Die auf rund 160 Kilometer Länge durch die Regierungsbezirke Mittelfranken, Oberbayern, Oberpfalz und Niederbayern verlaufende neue Leitung soll überwiegend entlang der bereits bestehenden Leitung als Freileitung geführt werden. Für drei Abschnitte (Katzwang, Ludersheim und Mühlhausen) ist der Einsatz von Erdkabeln vorgesehen. Nach Inbetriebnahme des Ersatzneubaus ist ein Rückbau der Bestandsleitung geplant.

Aufatmen können diejenigen Gemeinden im Landkreis Roth, die von der Südtrasse betroffen gewesen wären. Hier wird eine tiefere Prüfung im Raumordnungsverfahren jetzt nicht mehr durchgeführt. „Wir müssen aber auf der Hut bleiben“, merkte auf Anfrage Büchenbachs Bürgermeister Helmut Bauz an.


Juraleitung P53: Tennet plant Erdverkabelung in Katzwang


Östlich der Bundesstraße 2 schwenkt der Korridor wieder nach Norden zur Bestandstrasse und führt von Wolkersdorf nördlich der Sandgrube in Richtung Katzwang. Dort soll die Erdverkabelung beginnen. Von dort sollen entlang der Bestandstrasse die Bahnlinie, das Rednitztal, Katzwang und der Kanal „unterbohrt“ werden, so der TenneT-Sprecher. „Eine neue Freileitung durch Katzwang ist wegen der dichten Bebauung nicht möglich“.

TenneT geht davon aus, dass das Raumordnungsverfahren etwa ein Jahr dauert. An dessen Ende steht die „Landesplanerische Beurteilung“ durch die Behörden. Sie ist die Grundlage für das dann folgende Planfeststellungsverfahren. Erst dieses sorgt für Baurecht. Der Übertragungsnetzbetreiber erwartet den Beginn des Planfeststellungsverfahrens 2023. Baubeginn werde wohl 2026 sein.

Enormer Flächenbedarf für die Bahn

Gegen die Abholzung des Bannwalds für das potenzielle ICE-Werk wendet sich unter anderem die Harrlacher Bürgerinitiative.

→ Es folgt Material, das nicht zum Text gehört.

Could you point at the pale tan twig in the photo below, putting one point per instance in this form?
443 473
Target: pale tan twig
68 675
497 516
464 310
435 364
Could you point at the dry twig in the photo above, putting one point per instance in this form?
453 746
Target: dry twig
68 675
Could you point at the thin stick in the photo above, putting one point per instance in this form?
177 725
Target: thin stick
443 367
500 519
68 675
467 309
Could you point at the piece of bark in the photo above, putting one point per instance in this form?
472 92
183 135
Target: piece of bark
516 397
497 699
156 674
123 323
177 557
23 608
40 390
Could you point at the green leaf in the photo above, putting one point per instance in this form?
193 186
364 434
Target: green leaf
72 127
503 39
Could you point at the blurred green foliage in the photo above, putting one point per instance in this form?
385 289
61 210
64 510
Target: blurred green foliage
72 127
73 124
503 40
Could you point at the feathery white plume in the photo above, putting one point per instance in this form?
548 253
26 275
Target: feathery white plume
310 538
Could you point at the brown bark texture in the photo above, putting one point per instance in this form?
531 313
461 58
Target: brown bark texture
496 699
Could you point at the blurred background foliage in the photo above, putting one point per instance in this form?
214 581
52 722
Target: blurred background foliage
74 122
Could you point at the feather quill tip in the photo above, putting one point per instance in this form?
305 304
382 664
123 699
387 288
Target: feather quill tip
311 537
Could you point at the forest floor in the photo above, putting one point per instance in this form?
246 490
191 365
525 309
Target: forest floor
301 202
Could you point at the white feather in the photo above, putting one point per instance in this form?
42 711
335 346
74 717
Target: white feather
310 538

Gegen die Abholzung des Bannwalds für das potenzielle ICE-Werk wendet sich unter anderem die Harrlacher Bürgerinitiative. © Detlef Gsänger, NN

So weit wie das Vorhaben Stromtrasse ist die Standortsuche für ein neues ICE-Werk noch lange nicht. Aus einem Kreis mit 70 möglichen Standorten haben sich mittlerweile neun Standorte herauskristallisiert, an denen sich die Bahn vorstellen kann, das Projekt zu verwirklichen. In einer ersten Stufe wurden neun Standorte nach betrieblichen Gesichtspunkten der Bahn ausgewählt.

Im zweiten Schritt wird für diese neun Standorte untersucht, welche Auswirkungen die Ansiedlung eines ICE-Werks auf die Menschen und die Natur hat. Dafür werden von der Bahn Studien und Untersuchungen der Natur und der Umgebung für alle neun Standorte in Auftrag gegeben.


ICE-Werk: Harrlach hat viele Fragen an die Bahn


Die Ergebnisse sollen im November 2021 zum Start des Raumordnungsverfahrens vorliegen. Beim Raumordnungsverfahren prüft die Regierung Mittelfranken, wie raumverträglich die Standorte sind. Anschließend werden die Pläne in einem Planfeststellungsverfahren beim Eisenbahn-Bundesamt eingereicht und das Baurecht beantragt. Die Inbetriebnahme ist auf Ende 2028 terminiert.

Die ICE-Flotte der Deutschen Bahn wächst. Statt der derzeitigen 330 sollen binnen fünf Jahren 420 Hochgeschwindigkeitszüge fahren. Das soll die Großstädte in einem deutlich dichteren Takt verbinden. Irgendwann einmal soll eine Flotte aus 600 ICE-Zügen in Deutschland unterwegs sein, so die Vision.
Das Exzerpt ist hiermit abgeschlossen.